There are various ways organisations can leverage NLP to streamline a variety of security operations. For example, companies can identify and extract Threat Intelligence such as IOCs, malware, adversaries, and tags from unstructured data, using named entity recognition & keyword matching.

It can also be used to extract meaning and context from unstructured text in data feed sources and finished intelligence reports and parse any reports, events, or PDFs. This way, it saves analysts time by removing the manual steps they undertake today reading and extracting data from reports, freeing them to be more proactive when addressing the risk within their environment.

 

  • Machine Learning (ML) enables computers to learn from data and make predictions or take actions without being explicitly programmed. It involves algorithms that iteratively improve their performance based on training examples.

Organisations leverage ML to make sense of data from disparate sources in order to accelerate detection, investigation, and response. This process generally starts with getting data in different formats and languages from different vendors and systems to work together. It can also help incorporate results from automation for learning, and further action can be initiated. The more data and context, the more the machine learning engine learns and improves. The engine focuses on correlation and prioritisation, which ultimately aids in getting the right data to the right systems and teams at the right time to make security operations more data-driven, efficient and effective.

 

  • Generative AI focuses on creating systems capable of generating original content, such as profiles, reports or security automation. It uses deep learning to learn from data to produce realistic outputs resembling human creativity. Generative AI is the most recent form of AI that’s captured everyone’s attention.

There are several tools already out there today such as ChatGPT, Google Bard, and Microsoft Bing Chat. However, as this technology evolves, the possibilities seem endless.
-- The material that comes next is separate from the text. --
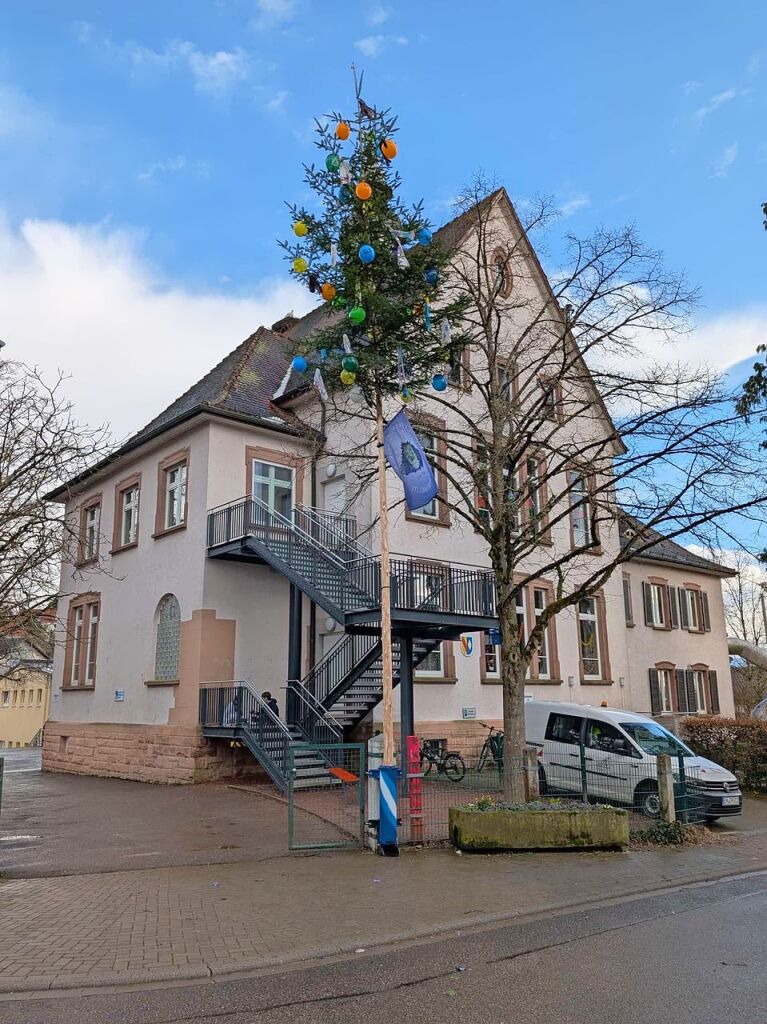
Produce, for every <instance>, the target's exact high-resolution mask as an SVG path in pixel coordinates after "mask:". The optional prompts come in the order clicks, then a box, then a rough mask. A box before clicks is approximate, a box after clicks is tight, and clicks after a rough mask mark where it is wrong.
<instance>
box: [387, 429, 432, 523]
mask: <svg viewBox="0 0 767 1024" xmlns="http://www.w3.org/2000/svg"><path fill="white" fill-rule="evenodd" d="M384 452H385V453H386V458H387V460H388V462H389V465H390V466H391V468H392V469H393V470H394V472H395V473H396V475H397V476H398V477H399V479H400V480H401V481H402V485H403V487H404V501H406V504H407V506H408V508H409V509H410V510H411V511H412V512H413V511H414V510H415V509H420V508H422V507H423V506H424V505H427V504H428V503H429V502H430V501H431V500H432V499H433V498H436V496H437V494H438V493H439V488H438V487H437V482H436V480H435V479H434V470H433V469H432V468H431V464H430V462H429V460H428V459H427V458H426V453H425V452H424V450H423V447H422V445H421V441H420V440H419V439H418V435H417V434H416V431H415V430H414V429H413V426H412V425H411V422H410V420H409V419H408V417H407V416H406V415H404V410H400V412H398V413H397V415H396V416H395V417H394V418H393V419H391V420H389V422H388V423H387V424H386V426H385V427H384Z"/></svg>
Generative models can learn patterns from existing malware samples and generate new ones, aiding in identifying and detecting malicious software. They can develop adversarial examples, helping in testing and strengthening the resilience of organisations against attacks. They can generate automated responses or actions based on identified threats or attack patterns, enabling faster and more effective incident response.

 

Responsible collaboration is vital in enhancing security operations

As cybersecurity continues to grapple with the ever-accelerating evolution of attacks – which themselves will begin to use AI and machine learning techniques – embracing transformative technologies becomes crucial. It is impossible to overlook the great promise and the enormous potential of Generative AI and other AI implications for organisations’ security operations to assist in enrichment, automation, and remediation.

While the promises are significant, we must understand the risks and rewards before they can be widely adopted. It is essential to approach the implementation of any AI technologies responsibly and understand the rewards and risks it brings. Companies should take measured approaches, focus on specific use cases, choose the parts they plan to rely on carefully, and be open to learning and improving over time.